WASHINGTON – A U.S. official says Iran will find it hard to exploit any data and technology aboard the captured CIA stealth drone because of measures taken to limit the intelligence value of drones operating over hostile territory.
The official also said Saturday that despite Iran's latest claims to have hijacked the RQ-170 Sentinel and brought it down near the eastern Iranian city of Kashmar, the U.S. is convinced that the drone malfunctioned.
"The Iranians had nothing to do with it," the official said.
The official, who could speak about classified matters only on condition of anonymity, did not provide details. But independent experts say the data and communications of the unmanned aircraft are heavily encrypted, making it difficult for Iran to harvest much intelligence from them. U.S. officials previously have said the drones have no self-destruct mechanism.
The RQ-170 was nicknamed "the Beast of Kandahar" because it was first spotted over Afghanistan. It was used to conduct surveillance of Osama bin Laden's Pakistani compound before he was killed in a U.S. raid.
The Christian Science Monitor on Thursday quoted an unidentified Iranian engineer as saying that Tehran seized control of the drone by exploiting a key vulnerability in its navigation system, its reliance on GPS technology to guide it home when it loses contact with U.S. controllers.
The engineer said Iran's electronic warfare specialists jammed the RQ-170's satellite communications link and tricked its autopilot into thinking that it was landing at its base in Afghanistan when it touched down in Iran.
"The GPS navigation is the weakest point," the engineer was quoted as saying. "By putting noise on the communications, you force the bird into autopilot."
U.S. officials say Iran merely picked up a drone -- or large pieces of one -- that had lost contact with its controllers and landed inside Iranian borders relatively intact.
What appears to be an Air Force Scientific Advisory Board report on drone warfare, posted on a website, found that communications links are a "primary target of the adversary" in robotic aircraft operations.
The April 2011 report added: "Small, simple GPS noise jammers can be easily constructed and employed by an unsophisticated adversary and would be effective over a limited RPA (remotely piloted aircraft) operating area," the report said.

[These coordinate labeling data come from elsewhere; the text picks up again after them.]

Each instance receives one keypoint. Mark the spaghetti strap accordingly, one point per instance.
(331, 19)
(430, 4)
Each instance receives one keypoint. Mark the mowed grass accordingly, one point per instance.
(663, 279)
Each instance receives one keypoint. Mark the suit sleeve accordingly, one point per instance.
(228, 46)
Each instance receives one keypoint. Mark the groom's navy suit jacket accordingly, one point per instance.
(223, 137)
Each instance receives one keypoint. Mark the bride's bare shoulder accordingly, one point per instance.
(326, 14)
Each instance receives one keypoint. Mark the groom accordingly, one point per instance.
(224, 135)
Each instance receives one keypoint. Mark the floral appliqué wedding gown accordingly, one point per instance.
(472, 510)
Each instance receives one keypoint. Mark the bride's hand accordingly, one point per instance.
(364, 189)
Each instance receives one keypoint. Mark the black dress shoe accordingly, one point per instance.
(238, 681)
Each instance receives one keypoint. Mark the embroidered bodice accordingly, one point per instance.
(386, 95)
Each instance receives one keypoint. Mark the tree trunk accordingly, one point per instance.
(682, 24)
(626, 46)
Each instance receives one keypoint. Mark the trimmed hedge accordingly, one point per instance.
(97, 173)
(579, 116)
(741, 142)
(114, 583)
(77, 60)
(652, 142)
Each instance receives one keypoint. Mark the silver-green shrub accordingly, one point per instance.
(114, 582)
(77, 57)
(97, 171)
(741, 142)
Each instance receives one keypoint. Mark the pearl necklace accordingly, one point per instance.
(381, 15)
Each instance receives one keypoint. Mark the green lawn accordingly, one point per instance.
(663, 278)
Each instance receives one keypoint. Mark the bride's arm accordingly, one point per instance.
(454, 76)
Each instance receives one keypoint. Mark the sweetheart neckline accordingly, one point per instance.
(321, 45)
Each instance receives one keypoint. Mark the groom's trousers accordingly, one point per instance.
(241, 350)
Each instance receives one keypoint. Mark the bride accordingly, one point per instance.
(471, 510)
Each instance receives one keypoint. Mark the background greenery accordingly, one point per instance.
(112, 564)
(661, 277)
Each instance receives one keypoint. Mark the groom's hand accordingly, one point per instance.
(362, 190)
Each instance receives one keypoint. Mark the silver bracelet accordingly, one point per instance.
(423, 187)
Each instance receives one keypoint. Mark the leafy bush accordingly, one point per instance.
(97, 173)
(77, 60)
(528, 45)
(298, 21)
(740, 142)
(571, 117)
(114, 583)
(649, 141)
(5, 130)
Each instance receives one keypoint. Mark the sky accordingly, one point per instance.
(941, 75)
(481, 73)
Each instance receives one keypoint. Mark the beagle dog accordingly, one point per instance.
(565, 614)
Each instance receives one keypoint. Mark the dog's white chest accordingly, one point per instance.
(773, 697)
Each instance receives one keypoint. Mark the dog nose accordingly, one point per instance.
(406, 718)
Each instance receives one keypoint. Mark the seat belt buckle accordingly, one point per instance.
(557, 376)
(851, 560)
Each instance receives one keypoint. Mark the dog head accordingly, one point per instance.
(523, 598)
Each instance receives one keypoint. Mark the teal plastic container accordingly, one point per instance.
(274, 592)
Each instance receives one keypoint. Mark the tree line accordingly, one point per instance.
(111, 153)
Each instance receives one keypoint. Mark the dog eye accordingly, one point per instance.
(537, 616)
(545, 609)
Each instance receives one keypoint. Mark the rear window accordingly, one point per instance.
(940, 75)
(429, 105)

The website, Public Intelligence, describes itself as an international consortium of independent researchers dedicated to providing access open-source intelligence materials. Some independent U.S. experts confirmed that the document accurately describes a well-known potential vulnerability in drones.
But Ted Beneigh, an expert on unmanned aircraft systems at Embry-Riddle Aeronautical University in Florida, said it was "highly unlikely" that the Iranians have a system that could interfere with the RQ-170's GPS navigation system.
The U.S. drone, Beneigh wrote in an email, would have used "military GPS frequencies, whose timing and code sequence is classified. Commercial GPS repeaters operate on civilian frequencies."
House Intelligence Committee Chairman Mike Rogers said this week that even if Iran can reverse-engineer the captured technology by the time they finish it may be obsolete.
Iranian Foreign Minister Ali Akbar Salehi on Saturday told IRNA, Iran's official news agency, that Tehran had delayed announcement of the captured drone, which it displayed on Iranian television Dec. 8, to test U.S. reaction to the loss.
After initially saying only that it had lost a drone operating near the Afghan-Iran border, U.S. officials eventually confirmed that Iran had captured a drone sent to monitor Iran's military and nuclear programs.
President Barack Obama on Friday said the U.S. planned to keep up the pressure on Iran to prevent it from acquiring nuclear weapons.
"And that's why, rest assured, we will take no options off the table," he said. "We have been clear."
The phrase "no options off the table" is meant to signal that the U.S. is prepared to take any measure up to and including a military strike against Iran's nuclear facilities.
While the U.S. and many other countries suspect Iran is engaged in a clandestine effort to build nuclear weapons, Tehran insists that it is interested only in the peaceful uses of atomic energy.